Buenos Aires, Argentina
Obtaining A Brazilian Visa
If you want to travel into Brazil, and you're fortunate enough to possess a passport from one of the countries they actually like, you won't have to worry about visa formalities prior to reaching the border; however, if you don't, get ready to jump through the hoops.
For all the crap I'm going through to get a tourist visa into Brazil, the place better be worth it. Never before in Latin America have I had to apply for entry into a country in advance, and the amount of red tape is rather off-putting.
It's not just the bureaucratic formalities; the US$100 fee that I have to pay because of my nationality is ridiculous. Yes, I'm aware that it's Brazil's way of giving the middle finger to the USA for the US$100 my government charges for visas into the United States—reciprocity, they're calling it.
In Buenos Aires a visit to the Brazilian embassy is required for many to secure entry into the 5th largest country in the world. An American girl in my hostel was recounting the ordeal that she had to go though during her visit during the allotted hours—most of it was time spent waiting in a series of lines.
Items to have in hand when you visit the embassy:
- Your passport,
- A single passport photo,
- Proof of yellow fever immunization,
- Proof of purchased transport into and out of the country,
- The known name, address, and phone number of a hotel or hostel, and
- The processing fee
The embassy Web site instructs that you can fill out the paperwork ahead of time (and the girl I talked to highly recommended doing it)—but this just turned out to be a waste of time. The visa clerk denied the form (holding up a different variation of the tourist visa application) and told me to use the application-only computers to create a new one. Fortunately there wasn't an hour-plus line to use them, like the American girl had to wait in.
After waiting an hour or so in line I came to discover four things:
- They could care less about a yellow fever vaccination certificate,
- You couldn't pay the processing fee at the embassy,
- You better have some convincing proof of inward and onward travel in order, and
- The embassy was going to take my passport away from me while they processed it—for an entire week
The big sticking point people seem to be having problems with is presenting proof of onward travel. The embassy not only wants to see your ticket into the country, but that you've already secured your transport out—always problematic when you're backpacking and don't have any desire to control your schedule with fixed travel dates.

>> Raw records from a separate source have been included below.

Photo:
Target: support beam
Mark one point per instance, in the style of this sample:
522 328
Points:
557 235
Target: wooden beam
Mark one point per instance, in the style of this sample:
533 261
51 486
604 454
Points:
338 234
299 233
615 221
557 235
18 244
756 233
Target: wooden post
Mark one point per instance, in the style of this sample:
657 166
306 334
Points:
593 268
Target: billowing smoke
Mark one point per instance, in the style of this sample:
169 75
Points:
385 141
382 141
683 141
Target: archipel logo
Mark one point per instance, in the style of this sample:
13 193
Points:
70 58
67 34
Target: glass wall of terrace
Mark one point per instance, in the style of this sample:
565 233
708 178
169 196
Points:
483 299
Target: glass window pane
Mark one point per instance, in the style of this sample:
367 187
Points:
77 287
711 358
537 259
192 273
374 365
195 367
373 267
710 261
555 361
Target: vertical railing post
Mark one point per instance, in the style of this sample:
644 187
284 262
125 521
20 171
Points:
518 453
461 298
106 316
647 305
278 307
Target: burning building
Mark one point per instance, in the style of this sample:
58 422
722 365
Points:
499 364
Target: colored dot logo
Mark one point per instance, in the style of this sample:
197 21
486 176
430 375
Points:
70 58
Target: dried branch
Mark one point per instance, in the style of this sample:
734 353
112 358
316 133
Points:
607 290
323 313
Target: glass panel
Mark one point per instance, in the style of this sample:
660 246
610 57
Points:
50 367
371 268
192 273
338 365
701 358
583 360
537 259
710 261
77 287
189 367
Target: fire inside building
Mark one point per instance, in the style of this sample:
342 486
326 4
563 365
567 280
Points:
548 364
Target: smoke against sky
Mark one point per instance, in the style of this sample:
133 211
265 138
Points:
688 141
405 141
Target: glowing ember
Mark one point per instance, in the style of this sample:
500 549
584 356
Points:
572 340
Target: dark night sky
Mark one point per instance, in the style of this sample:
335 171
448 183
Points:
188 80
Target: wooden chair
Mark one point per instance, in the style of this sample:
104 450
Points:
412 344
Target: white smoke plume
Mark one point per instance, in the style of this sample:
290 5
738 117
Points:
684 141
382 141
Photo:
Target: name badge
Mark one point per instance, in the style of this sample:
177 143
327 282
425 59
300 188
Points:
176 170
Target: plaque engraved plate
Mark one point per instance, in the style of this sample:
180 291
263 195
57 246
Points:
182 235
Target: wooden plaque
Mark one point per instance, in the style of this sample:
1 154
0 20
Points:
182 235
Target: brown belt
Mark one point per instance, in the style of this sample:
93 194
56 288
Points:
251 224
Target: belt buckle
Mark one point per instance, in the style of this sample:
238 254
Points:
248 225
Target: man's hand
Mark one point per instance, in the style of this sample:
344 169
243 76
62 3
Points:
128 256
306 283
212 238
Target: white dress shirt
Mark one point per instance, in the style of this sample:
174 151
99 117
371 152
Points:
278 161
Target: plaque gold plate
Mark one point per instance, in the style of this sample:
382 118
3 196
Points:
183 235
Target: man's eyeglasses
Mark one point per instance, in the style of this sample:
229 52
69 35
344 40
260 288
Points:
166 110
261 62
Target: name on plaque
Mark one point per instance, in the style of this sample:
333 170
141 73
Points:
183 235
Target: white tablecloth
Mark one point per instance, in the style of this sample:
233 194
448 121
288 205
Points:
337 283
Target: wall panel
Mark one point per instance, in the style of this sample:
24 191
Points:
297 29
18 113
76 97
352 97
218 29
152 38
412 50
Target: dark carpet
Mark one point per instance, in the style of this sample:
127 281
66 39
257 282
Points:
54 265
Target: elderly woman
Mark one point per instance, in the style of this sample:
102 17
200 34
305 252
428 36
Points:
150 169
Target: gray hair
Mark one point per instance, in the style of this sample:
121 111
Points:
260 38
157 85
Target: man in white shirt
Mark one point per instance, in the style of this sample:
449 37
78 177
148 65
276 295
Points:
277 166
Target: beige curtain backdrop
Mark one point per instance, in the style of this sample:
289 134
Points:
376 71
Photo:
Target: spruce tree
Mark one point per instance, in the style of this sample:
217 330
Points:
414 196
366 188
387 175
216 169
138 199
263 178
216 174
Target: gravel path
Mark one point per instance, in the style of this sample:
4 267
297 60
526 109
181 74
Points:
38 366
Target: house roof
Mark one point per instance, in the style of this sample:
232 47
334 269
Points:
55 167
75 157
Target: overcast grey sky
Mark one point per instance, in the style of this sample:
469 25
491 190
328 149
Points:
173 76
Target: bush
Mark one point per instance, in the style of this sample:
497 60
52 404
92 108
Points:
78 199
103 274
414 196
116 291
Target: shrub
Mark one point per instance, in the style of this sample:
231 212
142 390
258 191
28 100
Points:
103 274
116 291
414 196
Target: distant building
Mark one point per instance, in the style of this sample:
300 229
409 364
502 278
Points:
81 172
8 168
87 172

I walked up to the clerk and presented her with my fake airline travel itinerary, courtesy of my faux ticket technique. The key is knowing that with so many ways to print out an electronic ticket itinerary, there's no way for an immigration or embassy employee to verify the legitimacy of the document (they don't have the resources for such things anyway). If your name is on the printout and it shows an airline and flight destinations they're familiar with, you're golden. Additionally, I manipulate the situation by using a highlighter to mark the parts of the document that I want their eye to focus on.
My big stink of the ordeal was that I couldn't pay the visa processing to the embassy directly, I was sent to a bank several blocks away with a numbered piece of paper. In the bank I waited, and waited, and waited. Eight or so people in front of me and it took over an hour to reach the counter. Pesos only, to boot, I couldn't pay the fee in dollars.
I'm told that Bolivia has recently (just a few weeks after I passed through it) started forcing travelers go through similar visa processing procedures (and fees) prior to traveling through the country. I find this annoying to no end, as Bolivia has clearly been thought of as a gateway between Argentina and Peru for some time now.
Update: One week later I have my passport and visa in hand.